今回訪れた新開地本店は、1995年1月17日に阪神淡路大震災で被災。店舗の崩壊や従業員の避難、食材確保の困難などにより一時は廃業の危機に陥りました。そんなピンチを救ったのが常連客たち。「グリル一平をなくしたくない」という思いから、なんと2階建てのプレハブ店舗を建てたそうです。 震度7を記録し甚大な被害を受けた新開地駅周辺。生活自体が大変な状況で、それでもお店を再建しようとした常連客たちの行動から、どれほど『グリル一平』が愛されていたのかがわかります。

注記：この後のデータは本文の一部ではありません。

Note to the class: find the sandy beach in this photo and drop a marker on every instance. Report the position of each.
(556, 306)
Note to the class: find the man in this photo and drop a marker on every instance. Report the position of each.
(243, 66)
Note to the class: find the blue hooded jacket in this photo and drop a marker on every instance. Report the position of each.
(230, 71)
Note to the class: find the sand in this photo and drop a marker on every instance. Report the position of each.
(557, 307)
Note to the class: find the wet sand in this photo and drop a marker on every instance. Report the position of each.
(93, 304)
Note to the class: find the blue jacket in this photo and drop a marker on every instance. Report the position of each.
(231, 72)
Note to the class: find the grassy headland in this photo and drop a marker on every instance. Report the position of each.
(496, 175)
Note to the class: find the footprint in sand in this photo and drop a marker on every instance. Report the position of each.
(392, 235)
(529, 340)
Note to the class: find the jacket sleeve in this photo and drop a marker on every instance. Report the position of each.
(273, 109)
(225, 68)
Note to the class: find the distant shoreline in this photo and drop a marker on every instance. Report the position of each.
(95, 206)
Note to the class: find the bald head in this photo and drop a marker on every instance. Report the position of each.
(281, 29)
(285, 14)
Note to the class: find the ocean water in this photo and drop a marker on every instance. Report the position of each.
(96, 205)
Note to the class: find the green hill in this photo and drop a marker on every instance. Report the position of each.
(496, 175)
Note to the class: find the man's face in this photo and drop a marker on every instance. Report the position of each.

現在は、新開地駅から地上に上がってすぐのアーケード商店街に店を構えています。明るく心地いい店内は、ゆったりしたテーブル席が中心。カウンター席もあるので一人でも気軽に立ち寄れます。
熱々の鉄板でいただく名物「スパゲティ・イタリアン」
オムライスやビーフシチュー、ハンバーグといった王道の洋食メニューもありますが、創業当時から人気なのが熱々の鉄板で提供される「スパゲティ・イタリアン」。壁に飾られた有名人の写真やサインを見ながら待っていると、もくもくと湯気を立たせた一皿が登場しました。 直径22mmもあるという太めのスパゲティの上にたっぷりの粉チーズがかかっていて、その下には生卵が隠れています。具材はマッシュルームとピーマン、グリンピース、玉ねぎ、そしてゴロッと塊になったひき肉。